Amina Sboui, féministe tunisienne et ancienne membre du groupe Femen est également présente dans le studio. Pour elle, « cette radio est une chance », « ces chiffres, même moi je viens de les découvrir et c’est à cause du manque d’intérêt avéré des médias traditionnels pour la souffrance des minorités sexuelles. Cette radio, c’est une manière de faire bouger les choses », explique l‘activiste.
Elle animera une émission, tous les samedis de 13h à 15h, qui traitera des problèmes rencontrées par les femmes bisexuelles, lesbiennes et transexuelles en Tunisie. Pour sa première émission, l’animatrice radio a d’ailleurs annoncé qu’elle recevrait une personne transexuelle, pour parler des discriminations dont elles sont victimes dans la société tunisienne.
Après l’intervention d’Amina, Mounir Baatour interpelle les auditeurs sur l’un des combats les plus importants de l’association : l’interdiction du test anal. « Notre gouvernement s’y est engagé auprès du Conseil des Droits de l’homme, mais cet engagement n’a nullement été effectif », dénonce-t-il. Il n’hésite pas, non plus, à employer des mots crus pour décrire ce procédé humiliant, avant de conclure : « Ce n’est rien d’autre qu’un viol physique et moral, qui est en plus inutile car selon les médecins que nous avons contactés, il ne peut en aucun cas prouver l’homosexualité d’une personne. »

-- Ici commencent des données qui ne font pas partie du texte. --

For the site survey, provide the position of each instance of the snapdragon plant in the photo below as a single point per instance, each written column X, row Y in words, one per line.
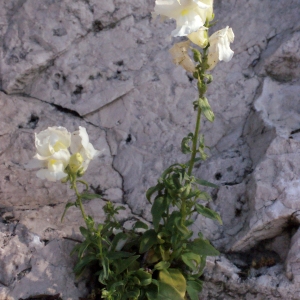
column 164, row 261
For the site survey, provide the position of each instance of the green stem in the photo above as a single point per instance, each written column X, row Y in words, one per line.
column 195, row 142
column 79, row 202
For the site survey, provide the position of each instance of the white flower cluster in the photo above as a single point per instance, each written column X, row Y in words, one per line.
column 191, row 16
column 53, row 155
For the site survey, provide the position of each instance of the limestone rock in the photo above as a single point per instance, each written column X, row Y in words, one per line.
column 105, row 66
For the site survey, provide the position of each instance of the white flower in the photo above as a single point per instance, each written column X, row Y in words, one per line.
column 80, row 144
column 219, row 48
column 52, row 153
column 209, row 13
column 200, row 37
column 190, row 15
column 181, row 57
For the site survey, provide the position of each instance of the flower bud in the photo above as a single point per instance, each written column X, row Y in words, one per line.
column 199, row 37
column 181, row 57
column 75, row 162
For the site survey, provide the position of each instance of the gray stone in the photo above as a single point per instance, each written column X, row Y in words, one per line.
column 105, row 66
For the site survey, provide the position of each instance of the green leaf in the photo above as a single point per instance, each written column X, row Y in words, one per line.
column 194, row 288
column 158, row 208
column 119, row 240
column 123, row 264
column 68, row 205
column 169, row 170
column 206, row 109
column 84, row 232
column 185, row 147
column 88, row 196
column 191, row 259
column 152, row 190
column 162, row 265
column 145, row 277
column 206, row 183
column 208, row 213
column 167, row 292
column 204, row 196
column 133, row 294
column 140, row 224
column 202, row 247
column 172, row 284
column 83, row 248
column 149, row 239
column 105, row 266
column 152, row 290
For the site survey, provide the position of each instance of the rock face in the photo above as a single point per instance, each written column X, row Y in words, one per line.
column 105, row 66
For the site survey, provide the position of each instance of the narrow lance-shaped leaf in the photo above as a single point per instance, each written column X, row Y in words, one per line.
column 140, row 224
column 158, row 208
column 152, row 190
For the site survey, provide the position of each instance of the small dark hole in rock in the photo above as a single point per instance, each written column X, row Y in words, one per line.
column 218, row 176
column 129, row 139
column 238, row 212
column 97, row 26
column 78, row 90
column 32, row 123
column 119, row 63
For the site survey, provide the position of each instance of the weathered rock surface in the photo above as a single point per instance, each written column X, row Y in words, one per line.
column 105, row 66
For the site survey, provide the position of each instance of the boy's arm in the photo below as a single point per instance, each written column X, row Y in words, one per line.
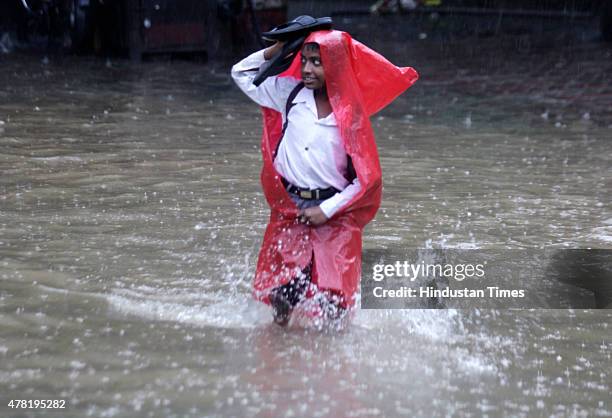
column 331, row 205
column 274, row 91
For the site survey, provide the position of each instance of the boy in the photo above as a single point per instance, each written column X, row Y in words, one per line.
column 321, row 174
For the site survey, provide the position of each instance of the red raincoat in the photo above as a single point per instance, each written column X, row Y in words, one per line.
column 360, row 82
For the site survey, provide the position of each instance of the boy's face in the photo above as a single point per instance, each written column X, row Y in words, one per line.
column 313, row 75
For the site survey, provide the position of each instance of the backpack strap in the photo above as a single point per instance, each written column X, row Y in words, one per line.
column 290, row 103
column 288, row 107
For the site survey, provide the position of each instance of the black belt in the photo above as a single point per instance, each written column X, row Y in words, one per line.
column 309, row 194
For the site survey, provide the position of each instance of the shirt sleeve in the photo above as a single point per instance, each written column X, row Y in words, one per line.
column 330, row 206
column 272, row 93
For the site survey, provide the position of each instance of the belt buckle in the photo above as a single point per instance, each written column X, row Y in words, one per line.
column 305, row 194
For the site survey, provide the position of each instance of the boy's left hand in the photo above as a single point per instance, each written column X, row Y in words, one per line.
column 312, row 216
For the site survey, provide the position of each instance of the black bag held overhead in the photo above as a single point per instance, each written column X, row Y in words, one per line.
column 300, row 26
column 279, row 62
column 293, row 33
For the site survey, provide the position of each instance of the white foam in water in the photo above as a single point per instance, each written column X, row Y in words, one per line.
column 242, row 311
column 238, row 312
column 603, row 233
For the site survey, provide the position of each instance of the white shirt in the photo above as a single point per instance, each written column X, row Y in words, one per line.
column 311, row 154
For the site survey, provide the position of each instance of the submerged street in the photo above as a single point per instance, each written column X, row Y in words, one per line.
column 131, row 215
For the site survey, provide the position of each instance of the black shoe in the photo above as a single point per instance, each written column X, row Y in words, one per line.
column 282, row 308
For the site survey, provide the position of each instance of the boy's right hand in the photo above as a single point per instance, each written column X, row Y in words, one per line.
column 273, row 50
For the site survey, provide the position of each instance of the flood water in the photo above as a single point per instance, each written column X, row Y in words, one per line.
column 131, row 215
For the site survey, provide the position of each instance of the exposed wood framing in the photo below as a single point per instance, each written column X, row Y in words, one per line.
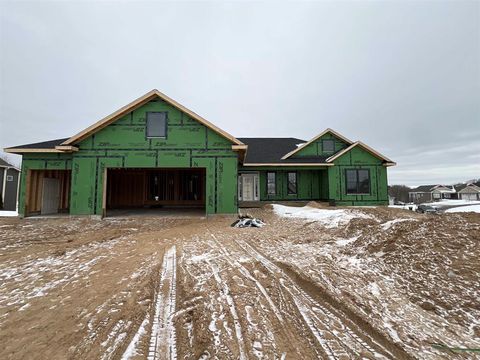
column 34, row 189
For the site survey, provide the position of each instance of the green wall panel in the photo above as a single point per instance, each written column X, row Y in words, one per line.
column 310, row 184
column 123, row 144
column 357, row 158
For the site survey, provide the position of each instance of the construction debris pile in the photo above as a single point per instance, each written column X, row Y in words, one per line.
column 248, row 221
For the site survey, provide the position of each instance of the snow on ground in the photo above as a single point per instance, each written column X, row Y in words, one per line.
column 4, row 213
column 412, row 207
column 471, row 208
column 442, row 203
column 328, row 218
column 389, row 224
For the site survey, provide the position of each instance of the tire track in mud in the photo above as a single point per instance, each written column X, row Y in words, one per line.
column 163, row 336
column 244, row 271
column 337, row 335
column 233, row 310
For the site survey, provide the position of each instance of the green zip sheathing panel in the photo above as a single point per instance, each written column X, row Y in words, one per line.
column 123, row 144
column 357, row 158
column 311, row 184
column 315, row 148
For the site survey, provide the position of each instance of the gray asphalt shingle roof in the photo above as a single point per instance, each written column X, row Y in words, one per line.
column 271, row 150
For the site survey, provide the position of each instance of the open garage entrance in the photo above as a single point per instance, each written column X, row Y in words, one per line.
column 48, row 192
column 155, row 191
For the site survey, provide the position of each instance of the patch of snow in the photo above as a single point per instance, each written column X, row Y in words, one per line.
column 411, row 207
column 374, row 289
column 471, row 208
column 343, row 242
column 329, row 218
column 4, row 213
column 387, row 225
column 445, row 202
column 132, row 347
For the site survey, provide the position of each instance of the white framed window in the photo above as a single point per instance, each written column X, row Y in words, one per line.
column 156, row 126
column 328, row 145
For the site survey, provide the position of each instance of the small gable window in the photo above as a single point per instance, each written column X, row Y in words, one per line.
column 358, row 181
column 328, row 145
column 292, row 183
column 156, row 124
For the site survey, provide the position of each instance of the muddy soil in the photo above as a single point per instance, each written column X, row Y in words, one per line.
column 388, row 284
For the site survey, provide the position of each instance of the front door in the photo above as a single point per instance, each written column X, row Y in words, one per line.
column 249, row 187
column 50, row 196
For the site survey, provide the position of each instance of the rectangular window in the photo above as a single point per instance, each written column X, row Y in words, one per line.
column 328, row 145
column 156, row 124
column 292, row 183
column 358, row 181
column 271, row 184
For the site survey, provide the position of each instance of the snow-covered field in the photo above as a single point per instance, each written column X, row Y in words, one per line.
column 468, row 208
column 372, row 283
column 4, row 213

La loi qui incrimine l’homosexualité est à l’opposée de la Constitution qui garantit la non-discrimination, le respect de la dignité de la personne et de son intégrité physique, morale et de sa vie privée
Après avoir dressé ce tableau noir, l’animateur demande à l’avocat les solutions possibles face à une telle situation. Pour Mounir, l’espoir réside dans la Constitution. La loi qui incrimine l’homosexualité est à l’opposée de la Constitution qui garantit la non-discrimination, le respect de la dignité de la personne et de son intégrité physique, morale et de sa vie privée.
En quelques minutes d’émission, l’association aura réussi à exposer les points les plus importants de son discours et ce n’est encore que le début.